You can also extend this scenario and not only read data from one source but from multiple and then marge it (join) do transformations, filtering and store it.
Sometimes pandas is just the right tool for the job. That supports your efficiency by facilitating work with different source. Or when you need to do some data analysis and technical analysis.
You can easily imagine that you can automate your daily data analytics and integration tasks using Python and pandas.
Write once, don't repeat yourself (DRY) and have time for other activities.
Top 5 high level pandas features
- Reads heterogeneous data source.
- Common interface to operate on a data from different sources.
- It is the way to automate your data engineering / analysis tasks.
- Number of options. Most likely, it will meet your most sophisticated demand.
- DataFrame and Series concepts - to work with tables and columns are very powerful interface on a data.
Takeaways:
- For whom pandas is a good idea?
If you are a data analyst, data engineer, integration specialist, business analyst or quality assurance, this is a tool that you may find interesting to:
- do data exploration
- automate your daily data related tasks (python + pandas in powerful package)

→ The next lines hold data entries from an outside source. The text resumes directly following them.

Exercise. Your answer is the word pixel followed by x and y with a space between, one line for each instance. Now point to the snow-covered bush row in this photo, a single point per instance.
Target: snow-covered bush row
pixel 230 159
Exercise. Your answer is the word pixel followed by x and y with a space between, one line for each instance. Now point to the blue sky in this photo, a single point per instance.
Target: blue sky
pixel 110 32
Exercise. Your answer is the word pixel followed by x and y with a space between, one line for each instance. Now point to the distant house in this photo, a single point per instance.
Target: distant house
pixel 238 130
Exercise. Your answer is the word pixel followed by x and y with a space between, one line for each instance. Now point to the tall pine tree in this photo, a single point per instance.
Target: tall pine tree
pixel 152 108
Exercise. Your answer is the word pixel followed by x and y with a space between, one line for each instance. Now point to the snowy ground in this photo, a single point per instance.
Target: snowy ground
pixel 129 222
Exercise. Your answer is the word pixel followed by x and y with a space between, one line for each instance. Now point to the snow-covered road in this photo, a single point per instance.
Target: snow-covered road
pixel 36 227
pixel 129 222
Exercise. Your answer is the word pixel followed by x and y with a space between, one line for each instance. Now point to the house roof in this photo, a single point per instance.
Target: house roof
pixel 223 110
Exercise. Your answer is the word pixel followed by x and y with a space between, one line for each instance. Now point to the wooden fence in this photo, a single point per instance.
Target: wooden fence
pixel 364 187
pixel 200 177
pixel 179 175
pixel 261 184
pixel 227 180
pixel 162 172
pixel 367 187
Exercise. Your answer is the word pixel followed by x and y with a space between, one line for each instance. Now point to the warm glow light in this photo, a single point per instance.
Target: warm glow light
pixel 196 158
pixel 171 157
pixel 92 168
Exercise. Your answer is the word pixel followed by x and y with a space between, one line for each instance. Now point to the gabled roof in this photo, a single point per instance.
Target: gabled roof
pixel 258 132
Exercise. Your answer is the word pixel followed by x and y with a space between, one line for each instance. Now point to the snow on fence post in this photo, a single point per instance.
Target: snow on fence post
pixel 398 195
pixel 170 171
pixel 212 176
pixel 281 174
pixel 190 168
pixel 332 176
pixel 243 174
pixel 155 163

- to combine data from multiple sources
- Why pandas is good idea for data analysis?
DRY. Building the solution once and reuse it. Learn one framework and operate on multiple source using common (DataFrame) interface.
- What are operations that you might need?
Transforming a DataFrame is a big subject. By transforming I mean adding columns, filtering the data, making calculations based on a data or grouping by the data.